Episode 11: [Rubinstein-Taybi Syndrome] Broad Thumbs, Developmental Delay, and Everything About “Transcriptional Disorders”
“My child has unusually broad and short thumbs and halluces compared with peers. His facial features look somewhat distinctive, and his development is slow. Why do such varied symptoms appear across the whole body rather than in just one organ?”
Many rare genetic disorders arise from a dysfunction of a single protein or a single biological pathway. Rubinstein-Taybi syndrome (RSTS), however, belongs to the group of chromatinopathies—disorders in which the abnormality lies not in a single protein but in the chromatin remodeling and transcriptional regulation system that controls the entire cellular gene-expression program. Because of this, RSTS and other chromatinopathies typically present with clinical manifestations that involve multiple organ systems simultaneously.
In this article, we take a deep look at how the RSTS-causing genes CREBBP and EP300 function in the body, and at the latest clinical trend in which the location of a variant within the same gene can lead to an entirely different diagnosis.
🔍 Hallmark Clinical Features of Rubinstein-Taybi Syndrome
Because RSTS results from a breakdown of the transcriptional regulatory system, it affects the development of virtually every organ from the embryonic stage. It should therefore be understood not as a single-organ disorder but as a systemic, multisystem developmental disorder.

1. Physical and Morphological Features
- Broad thumbs and halluces: The most strongly suggestive physical hallmark of RSTS. Patients present with broad, short thumbs and great toes, often accompanied by a variety of skeletal anomalies.

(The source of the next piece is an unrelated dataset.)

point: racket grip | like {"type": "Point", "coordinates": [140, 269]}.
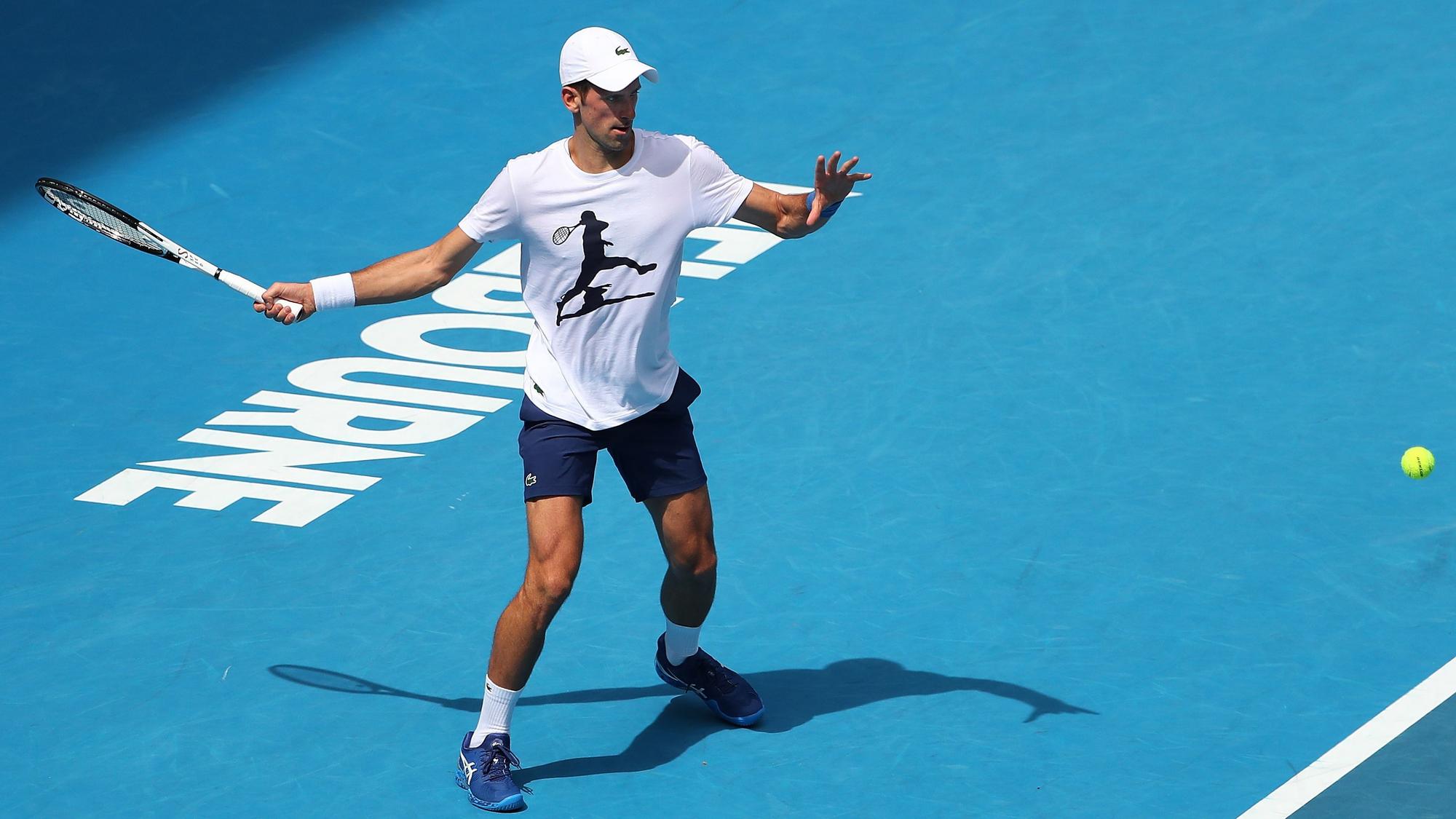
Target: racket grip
{"type": "Point", "coordinates": [256, 292]}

- Characteristic facial features: Downslanting palpebral fissures, highly arched eyebrows, long and thick eyelashes, a prominent or beaked nose, a highly arched palate, and mild micrognathia are among the distinctive craniofacial and oral findings.
- Growth retardation and short stature: After infancy, growth velocity typically slows and short stature relative to peers is common; growth delay may persist over time.

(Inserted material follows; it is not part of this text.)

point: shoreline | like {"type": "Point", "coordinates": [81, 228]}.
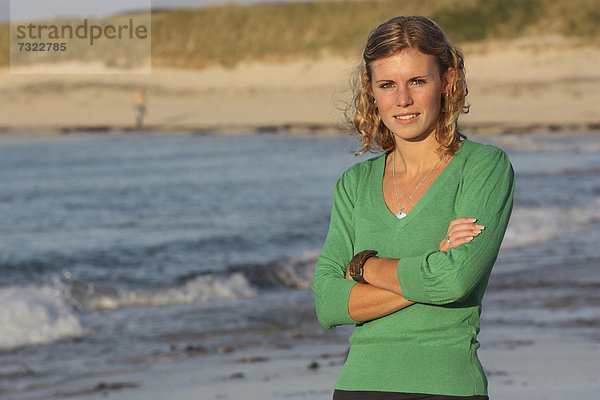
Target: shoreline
{"type": "Point", "coordinates": [490, 128]}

2. Neurological and Systemic Features
- Developmental delay and intellectual disability: Motor and language milestones are delayed from infancy, and intellectual disability of varying severity is frequently observed.
- Feeding difficulties and language delay in infancy: Feeding difficulties and poor weight gain are common during infancy, and language development is often delayed.
- Multisystem organ involvement: Congenital heart defects, renal and urinary tract anomalies, ophthalmologic conditions (strabismus, refractive errors, cataracts, etc.), and hearing impairment can all occur across multiple organ systems.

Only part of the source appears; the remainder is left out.